More than half of independent adults aged 65 years and older suffer from urinary (UI) and/or fecal incontinence (FI) in the United States (US), and the prevalence among institutionalized adults is even higher.[1] UI is associated with increased risk of falls, caregiver burden, and hospitalization,[2–4] and both UI and FI are associated with increased caregiver burden and nursing home placement.[5] Incontinence is associated with negative impact on quality of life and mental health, and this impact is more pronounced in those with combined UI and FI, also termed dual incontinence.[6–9] While many clinicians are aware of the high prevalence of UI, few are aware that FI affects 8% of US adults (both male and female) monthly, or that the prevalence rises to 15% among older adults living independently and even higher among institutionalized adults.[1,10] Further, it is predicted that the prevalence of pelvic floor disorders, including UI and FI, will increase by almost 60% in the next 30 years.[11]

The last 2 decades have seen tremendous advances in treatment for both UI and FI. Current available treatment options for UI in the United States include behavioral modification and bladder training, medication, pelvic floor muscle exercises with or without biofeedback, vaginal pessaries, chemodenervation, neuromodulation, and surgery.[12] Similar options are available to treat FI. For FI, the American College of Gastroenterology recommends treating FI starting with education, dietary modifications, skin care, and pharmacologic agents to modify stool delivery and consistency, followed by pelvic floor muscle rehabilitation with biofeedback; these interventions will improve or resolve symptoms in 50% to 80% of patients.[13,14] For patients who do not respond to these interventions, additional options include the use of a vaginal pessary (Eclipse vaginal bowel control system) or rectal insert, several minimally invasive procedures to the anal canal, neuromodulation, and more invasive surgical options, which improve symptoms in approximately 85% of patients.[13,14]

Despite the range of effective treatment options available, most people with incontinence do not seek care, and those who do often delay seeking treatment.

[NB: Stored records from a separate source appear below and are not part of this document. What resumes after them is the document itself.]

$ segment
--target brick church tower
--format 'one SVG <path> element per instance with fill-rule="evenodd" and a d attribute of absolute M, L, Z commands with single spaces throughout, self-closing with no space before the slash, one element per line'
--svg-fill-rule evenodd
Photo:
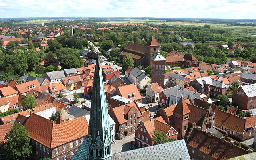
<path fill-rule="evenodd" d="M 183 139 L 188 129 L 188 119 L 190 111 L 183 97 L 180 99 L 173 112 L 173 124 L 174 129 L 178 133 L 178 139 Z"/>
<path fill-rule="evenodd" d="M 163 88 L 164 88 L 164 74 L 166 61 L 166 59 L 160 54 L 159 50 L 157 54 L 151 58 L 152 83 L 156 82 Z"/>
<path fill-rule="evenodd" d="M 150 64 L 150 59 L 152 53 L 160 50 L 160 45 L 158 44 L 155 37 L 152 36 L 149 39 L 146 47 L 146 59 L 144 61 L 144 67 L 145 67 Z"/>

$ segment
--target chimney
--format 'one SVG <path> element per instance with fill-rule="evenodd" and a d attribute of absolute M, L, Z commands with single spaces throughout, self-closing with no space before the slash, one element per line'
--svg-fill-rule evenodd
<path fill-rule="evenodd" d="M 34 109 L 30 109 L 30 115 L 31 115 L 32 114 L 32 113 L 34 113 Z"/>
<path fill-rule="evenodd" d="M 247 151 L 248 152 L 248 153 L 251 153 L 253 152 L 253 150 L 252 150 L 252 149 L 248 148 L 248 149 L 247 150 Z"/>
<path fill-rule="evenodd" d="M 233 144 L 234 144 L 234 141 L 233 140 L 229 141 L 229 145 L 232 146 Z"/>

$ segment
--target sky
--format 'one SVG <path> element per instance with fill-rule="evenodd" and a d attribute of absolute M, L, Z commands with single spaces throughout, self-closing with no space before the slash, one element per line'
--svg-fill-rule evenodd
<path fill-rule="evenodd" d="M 0 18 L 256 19 L 256 0 L 0 0 Z"/>

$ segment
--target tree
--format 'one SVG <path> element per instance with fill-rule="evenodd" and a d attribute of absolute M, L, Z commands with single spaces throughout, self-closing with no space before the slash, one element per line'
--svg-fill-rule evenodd
<path fill-rule="evenodd" d="M 21 49 L 17 49 L 14 51 L 13 66 L 15 73 L 18 75 L 21 75 L 26 73 L 28 68 L 27 55 Z"/>
<path fill-rule="evenodd" d="M 22 101 L 22 106 L 23 107 L 24 110 L 31 109 L 36 106 L 36 99 L 32 95 L 24 95 Z"/>
<path fill-rule="evenodd" d="M 231 89 L 232 91 L 235 91 L 239 86 L 239 83 L 236 81 L 231 83 Z"/>
<path fill-rule="evenodd" d="M 83 61 L 80 57 L 78 58 L 74 54 L 68 54 L 61 57 L 60 65 L 62 69 L 80 68 L 83 65 Z"/>
<path fill-rule="evenodd" d="M 160 52 L 160 54 L 163 57 L 164 57 L 164 58 L 169 56 L 169 53 L 165 51 L 161 50 L 159 51 L 159 52 Z M 155 55 L 157 55 L 158 52 L 158 51 L 156 51 L 155 52 L 153 53 L 151 55 L 151 57 L 153 57 Z"/>
<path fill-rule="evenodd" d="M 174 42 L 176 42 L 177 43 L 180 43 L 181 42 L 182 40 L 181 39 L 180 36 L 178 34 L 176 34 L 172 38 L 172 40 Z"/>
<path fill-rule="evenodd" d="M 8 140 L 4 146 L 6 150 L 5 159 L 24 160 L 28 157 L 32 151 L 29 134 L 19 123 L 14 123 L 8 134 Z"/>
<path fill-rule="evenodd" d="M 105 51 L 107 51 L 110 49 L 114 45 L 114 43 L 112 40 L 106 40 L 101 44 L 101 48 Z"/>
<path fill-rule="evenodd" d="M 49 53 L 44 59 L 44 66 L 46 67 L 51 65 L 58 67 L 59 65 L 59 61 L 54 57 L 52 54 Z"/>
<path fill-rule="evenodd" d="M 44 74 L 44 66 L 40 64 L 38 64 L 36 67 L 35 69 L 35 73 L 36 74 Z"/>
<path fill-rule="evenodd" d="M 124 71 L 126 70 L 127 68 L 132 68 L 134 67 L 133 59 L 130 56 L 128 56 L 123 59 L 123 65 L 122 69 Z"/>
<path fill-rule="evenodd" d="M 155 130 L 152 134 L 152 140 L 155 141 L 154 145 L 162 144 L 176 140 L 175 138 L 168 139 L 166 138 L 166 134 L 162 131 Z"/>
<path fill-rule="evenodd" d="M 36 51 L 32 49 L 29 49 L 28 51 L 30 51 L 30 53 L 29 53 L 27 56 L 28 67 L 28 71 L 31 72 L 34 71 L 34 68 L 38 64 L 39 59 L 38 55 Z"/>
<path fill-rule="evenodd" d="M 218 97 L 218 99 L 220 100 L 219 105 L 220 105 L 226 106 L 229 103 L 228 97 L 225 95 L 220 95 Z"/>
<path fill-rule="evenodd" d="M 209 75 L 212 75 L 213 74 L 213 71 L 212 69 L 208 69 L 207 72 Z"/>
<path fill-rule="evenodd" d="M 76 102 L 76 101 L 80 98 L 78 95 L 76 93 L 74 93 L 73 94 L 74 101 Z"/>
<path fill-rule="evenodd" d="M 147 75 L 149 74 L 150 75 L 151 75 L 151 72 L 152 72 L 152 66 L 151 65 L 149 65 L 146 67 L 144 69 L 144 71 L 145 71 Z"/>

While as many as 50% of women with UI seek care,[15] estimated rates of care seeking for FI are lower and range from 10% to 30% with delays from onset of symptoms of 2 years on average for women and 3 years for men.[15–18] Screening by primary care providers (PCPs) has the potential to shorten this delay and improve access to effective treatments, but limited data exist about physician screening for these conditions.[19,20] We were able to identify only 1 existing study published in English that queried physicians about screening for FI, and that study included only 11 physicians.[20]

Given the prevalence and significant negative impact of UI and FI, availability of effective treatment options, and the limited rates of spontaneous care seeking for these conditions, we sought to quantify screening rates, attitudes, beliefs, and behaviors for these conditions among PCPs in our health care system. We particularly emphasized FI in our analyses given lower rates of care seeking by patients and the paucity of information about screening for FI in the existing literature.